The government of Ireland has a message for the United Nations Human Rights Council: We’re not interested in legalizing abortion. Today, the council published its draft report on Ireland’s human rights record as part of the UN’s Universal Periodic Review.
The report included recommendations from six countries for Ireland to bring in abortion and, while the Irish government accepted many of the recommendations in the report, it rejected all the calls relating to abortion. The countries that pressured Ireland to introduce abortion were Holland, Germany, Denmark, Slovenia, Norway and Spain.
Minister for Justice, Alan Shatter, representing the Irish Government at last week’s UPR public session in Geneva, was questioned on a wide range of human rights related issues. Some 60 stakeholders and NGOs made submissions to the Universal Periodic Review involving Ireland.
The Pro Life Campaign, as an accredited NGO of the United Nations, was represented in Geneva by Caroline Simons, legal consultant to the campaign. Responding to the decision to reject abortion, Dr Ruth Cullen of the Pro Life Campaign told LifeNews that her group “welcomes the decision of the Government not to support recommendations from a number of countries for Ireland to introduce abortion.”

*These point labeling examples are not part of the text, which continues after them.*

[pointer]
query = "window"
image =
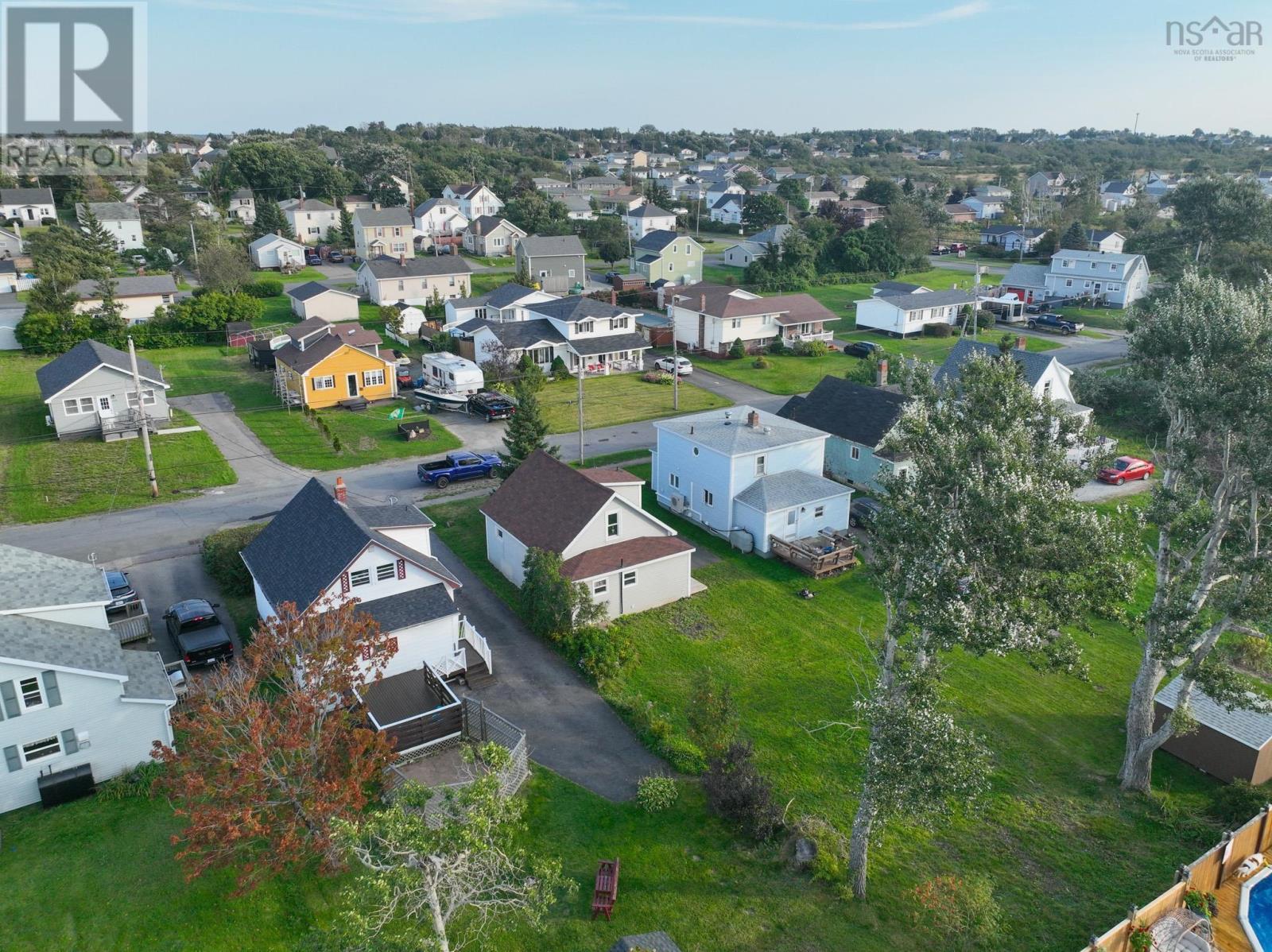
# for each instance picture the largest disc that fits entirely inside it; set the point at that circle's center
(38, 750)
(31, 695)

“These calls for abortion legislation fly in the face of the UN’s own recent research showing that Ireland, without abortion, is a world leader in terms of safety for women in pregnancy,” she said.

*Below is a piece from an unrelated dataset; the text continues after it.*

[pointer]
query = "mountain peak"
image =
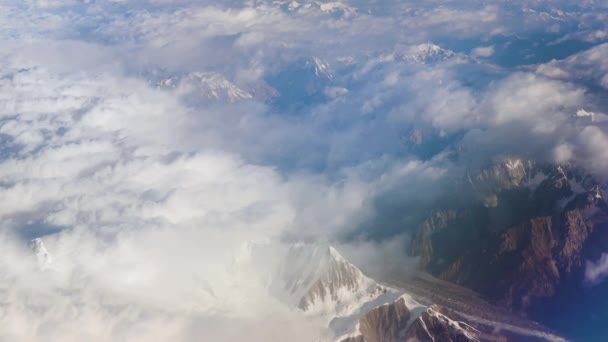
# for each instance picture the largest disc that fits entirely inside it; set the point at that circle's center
(42, 255)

Cullen added: “Maternal safety in Ireland, it should be noted, is better than in the six countries pressurising Ireland to introduce abortion. The legal reality is that the recent European Court of Human Rights decision in A, B and C v. Ireland does not oblige Ireland to introduce abortion.”
While Ireland rejected the calls from other nations to introduce legislation implementing last year’s ruling of the European Court of Human Rights in the case of A, B and C versus Ireland, it committed to “expeditious implementation” of the European Court of Human Rights ruling and said it would appoint an expert group “with a view to making recommendations to government on how this matter should be best addressed.”
Ireland also turned back a request from Slovenia to okay abortion in cases “when pregnancy poses a risk to the health of the pregnant woman,” according to the Journal newspaper.
Article 40.3.3 of Ireland’s constitution reads, “The State acknowledges the right to life of the unborn and, with due regard to the equal right to life of the mother, guarantees in its laws to respect, and, as far as practicable, by its laws to defend and vindicate that right.”
Before the decision, Marie Smith, Director of the Parliamentary Network for Critical Issues (PNCI), encouraged Ireland to reject pressure form the UN and other nations to legalize abortion.
“Hopefully the Irish government recognizes its sovereign right to determine its laws on abortion and maintains its constitutional protection for unborn children which results in Ireland-with the world’s lowest maternal mortality rate-being the safest place in the world for women to give birth,” she said.
A December 2010 judgment from the European Court of Human Rights does not require Ireland to introduce legislation authorizing abortion.
The Grand Chamber of the European Court of Human Rights unanimously reaffirmed that the European Convention on Human Rights contains no “right” to abortion. That’s the good news for the pro-life movement, but the court also unanimously ruled in favor of one of the three women who brought a lawsuit saying the Ireland abortion ban violates their rights.
The Irish Government robustly defended Ireland’s ban on abortion before the court and said Ireland’s abortion laws were based on “profound moral values deeply embedded in Irish society.”